For the past 12 years, I have been devising and refining a mechanism for making our plays as structurally sound and as realistic as possible for the middle and high school audience. The issues we explore—drug and alcohol abuse, racism and sexual intolerance, teen pregnancy, violence, and now teen suicide—are difficult; few people feel comfortable talking about root causes (otherwise known as “who’s to blame”) and fewer still are willing to talk about their own experiences.

In 1998, when I was asked to write the scenes for a musical called “The Think it Thru Revue,” I knew that as a 29-year-old male I was not equipped with the depth of insight needed to write a truly realistic play about teen sex. The pressures of the kids I was working with were in many ways the same—peer pressure is peer pressure through the ages, for the most part—yet I knew that burgeoning technologies and more permissiveness and opportunity were also making the pressures greater than what I had experienced.

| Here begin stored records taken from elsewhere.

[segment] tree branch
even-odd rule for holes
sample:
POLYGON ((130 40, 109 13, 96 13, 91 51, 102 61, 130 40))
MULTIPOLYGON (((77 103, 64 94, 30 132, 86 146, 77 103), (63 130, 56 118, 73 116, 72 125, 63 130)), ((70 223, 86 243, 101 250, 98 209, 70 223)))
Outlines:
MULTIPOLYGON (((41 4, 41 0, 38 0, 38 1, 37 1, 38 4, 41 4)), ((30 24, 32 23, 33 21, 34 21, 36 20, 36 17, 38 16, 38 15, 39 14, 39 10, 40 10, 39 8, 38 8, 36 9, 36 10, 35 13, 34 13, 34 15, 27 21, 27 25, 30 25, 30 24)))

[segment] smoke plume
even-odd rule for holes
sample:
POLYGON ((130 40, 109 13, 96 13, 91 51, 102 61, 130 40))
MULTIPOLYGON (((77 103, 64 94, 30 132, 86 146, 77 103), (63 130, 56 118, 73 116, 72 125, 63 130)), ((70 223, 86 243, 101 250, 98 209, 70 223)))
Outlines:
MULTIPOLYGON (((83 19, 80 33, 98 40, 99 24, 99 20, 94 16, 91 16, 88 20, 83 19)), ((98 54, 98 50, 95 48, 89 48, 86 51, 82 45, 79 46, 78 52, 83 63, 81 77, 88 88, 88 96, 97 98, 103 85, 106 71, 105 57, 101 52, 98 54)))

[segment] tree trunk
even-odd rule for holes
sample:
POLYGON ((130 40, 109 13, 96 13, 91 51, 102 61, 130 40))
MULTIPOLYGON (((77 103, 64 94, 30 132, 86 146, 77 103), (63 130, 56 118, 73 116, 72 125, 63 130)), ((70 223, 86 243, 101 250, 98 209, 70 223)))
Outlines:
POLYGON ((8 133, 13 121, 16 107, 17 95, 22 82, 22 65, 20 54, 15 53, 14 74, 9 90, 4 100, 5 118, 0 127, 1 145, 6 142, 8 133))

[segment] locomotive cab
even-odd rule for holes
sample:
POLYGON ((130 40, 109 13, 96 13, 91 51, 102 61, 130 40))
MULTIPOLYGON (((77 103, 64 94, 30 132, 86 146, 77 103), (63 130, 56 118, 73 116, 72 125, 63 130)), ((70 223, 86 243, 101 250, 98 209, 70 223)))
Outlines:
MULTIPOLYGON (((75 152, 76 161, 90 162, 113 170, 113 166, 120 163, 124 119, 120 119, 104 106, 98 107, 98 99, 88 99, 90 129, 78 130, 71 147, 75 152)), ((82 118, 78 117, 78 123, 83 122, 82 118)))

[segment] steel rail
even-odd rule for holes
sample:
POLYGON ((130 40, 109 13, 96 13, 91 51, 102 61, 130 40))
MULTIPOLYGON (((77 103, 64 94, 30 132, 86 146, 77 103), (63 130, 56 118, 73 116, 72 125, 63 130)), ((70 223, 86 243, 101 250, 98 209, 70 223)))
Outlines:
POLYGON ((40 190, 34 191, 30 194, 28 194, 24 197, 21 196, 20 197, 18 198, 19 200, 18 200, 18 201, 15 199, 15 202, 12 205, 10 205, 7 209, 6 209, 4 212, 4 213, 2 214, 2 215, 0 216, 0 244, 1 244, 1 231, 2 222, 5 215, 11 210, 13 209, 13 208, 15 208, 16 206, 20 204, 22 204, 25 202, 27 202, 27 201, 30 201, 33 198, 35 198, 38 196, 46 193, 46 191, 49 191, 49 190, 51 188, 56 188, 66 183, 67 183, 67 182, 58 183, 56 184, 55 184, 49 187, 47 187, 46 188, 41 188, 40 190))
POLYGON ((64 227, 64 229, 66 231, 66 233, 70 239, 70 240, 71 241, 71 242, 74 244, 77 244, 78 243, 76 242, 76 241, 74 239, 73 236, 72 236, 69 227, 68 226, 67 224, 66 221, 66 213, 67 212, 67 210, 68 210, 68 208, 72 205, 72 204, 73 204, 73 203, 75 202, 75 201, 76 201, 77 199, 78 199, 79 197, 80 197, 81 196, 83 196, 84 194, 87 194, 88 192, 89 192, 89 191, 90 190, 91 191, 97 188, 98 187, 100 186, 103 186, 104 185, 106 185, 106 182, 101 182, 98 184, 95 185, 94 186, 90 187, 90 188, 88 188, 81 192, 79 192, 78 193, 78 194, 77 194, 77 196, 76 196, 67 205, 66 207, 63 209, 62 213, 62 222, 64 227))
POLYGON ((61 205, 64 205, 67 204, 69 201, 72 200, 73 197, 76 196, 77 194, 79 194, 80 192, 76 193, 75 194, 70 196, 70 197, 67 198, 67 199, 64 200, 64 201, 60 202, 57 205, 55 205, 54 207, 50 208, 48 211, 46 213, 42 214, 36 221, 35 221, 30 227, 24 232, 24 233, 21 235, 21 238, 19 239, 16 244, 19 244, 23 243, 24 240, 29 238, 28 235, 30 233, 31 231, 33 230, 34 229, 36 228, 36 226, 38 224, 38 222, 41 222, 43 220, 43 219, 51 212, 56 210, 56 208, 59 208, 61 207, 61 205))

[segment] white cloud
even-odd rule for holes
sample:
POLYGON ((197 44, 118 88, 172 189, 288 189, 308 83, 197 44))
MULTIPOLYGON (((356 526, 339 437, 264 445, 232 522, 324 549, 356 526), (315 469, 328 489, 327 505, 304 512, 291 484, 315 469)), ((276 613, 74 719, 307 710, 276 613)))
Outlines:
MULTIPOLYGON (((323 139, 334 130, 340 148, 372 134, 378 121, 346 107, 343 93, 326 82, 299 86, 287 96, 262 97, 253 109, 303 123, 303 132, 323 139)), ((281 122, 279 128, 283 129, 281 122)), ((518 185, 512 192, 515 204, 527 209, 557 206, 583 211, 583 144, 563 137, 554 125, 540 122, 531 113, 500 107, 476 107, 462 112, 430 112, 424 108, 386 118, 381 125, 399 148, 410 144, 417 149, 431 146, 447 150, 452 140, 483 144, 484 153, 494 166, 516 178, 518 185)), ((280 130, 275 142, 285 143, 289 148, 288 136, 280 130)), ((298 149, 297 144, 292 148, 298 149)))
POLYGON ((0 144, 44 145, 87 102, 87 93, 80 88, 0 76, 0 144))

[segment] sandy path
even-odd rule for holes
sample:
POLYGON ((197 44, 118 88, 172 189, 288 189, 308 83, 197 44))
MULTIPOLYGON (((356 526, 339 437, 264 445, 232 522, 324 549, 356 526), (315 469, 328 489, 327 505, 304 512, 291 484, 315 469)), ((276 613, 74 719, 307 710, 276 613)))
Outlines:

At the time, Arizona, where I was living and working, led the nation in teen pregnancy, so the stakes were high. The project was well funded and plenty of stakeholders were waiting to see what we were going to do.

The first thing I did—and this has become an essential part of our process—was to talk to the young actors who would be in the Company we were forming for the project. There was a sufficient level of trust to create an honest and open dialogue about the issues surrounding teen sex. From there, I created some scenarios based on what they were saying before holding a workshop where we had the kids play out the scenes. I recorded them that first time, a practice I have since abandoned.

I want things to be as real as possible without crossing any dangerous lines and even the best actor cannot be natural if they know the camera’s rolling.

I then did research—I had plenty of statistics at my disposal from funding agencies, sponsors, and other stakeholders. The Abstinence vs. Contraceptive debate was just beginning to rage and as I formulated the characters and plot of the play, I found myself right in the middle of it. We lost out on a $10,000 grant because my gut was telling me that to honor our Company members and those they would be performing for, we couldn’t take a solely Abstinence stance. Abstinence was the choice of one of the couples in the story, but the other two couples represented the personal costs of teen pregnancy and HIV/AIDS.

We won several regional and national awards with “Think it Thru Revue” and the play toured Arizona and had performances in several other states for two and a half years. When we started New Mystics Theatre Company in NJ in 2005, I rewrote the script to be a non-musical under the title “Thinkin’ it Over.” It has been touring ever since, with ongoing edits based on feedback from Company members, requests from hiring organizations, and the rapidly changing times.

The past five years working with my co-directors and the talented performers of New Mystics North and South have allowed me to continually refine our methods of creating new works using statistical and methods-based research, discussion sessions with Company members, and improvisation. Our play “7 Reasons to Say No,” about drug and alcohol addiction, was created in the rehearsal space during many hours of rigorous improvising of scenarios where the Company members’ training in realistic portrayal and use of “impediments” (such as being high or drunk) was pushed to the absolute limits.

Just last week I worked with 15 members of New Mystics North and Company Director Ralph Colombino on generating material and ideas for our forthcoming show on teen suicide, “No One Hears Unless You Scream.” The scenarios we worked through were based primarily on a discussion moderated by our staff with Company members last November. Tears were shed and skills again pushed to the limit. No one has to remind any of us how serious this is. Eight teen suicides in a single New Jersey county in the past two and half years is reminder enough. Every person in that room that day has been touched by suicide at least once in their lives, if not more.

As Resident Playwright, it is my name that appears after the title, as I apply two decades of study, theory, and practice into writing the most honest, structurally sound, and compelling plays of which I am capable, but none of my skill and dedication to the end product would succeed without the honesty, trust, and talent of our Company members.

Heartfelt responses from our target audience lets us know we are on the right track.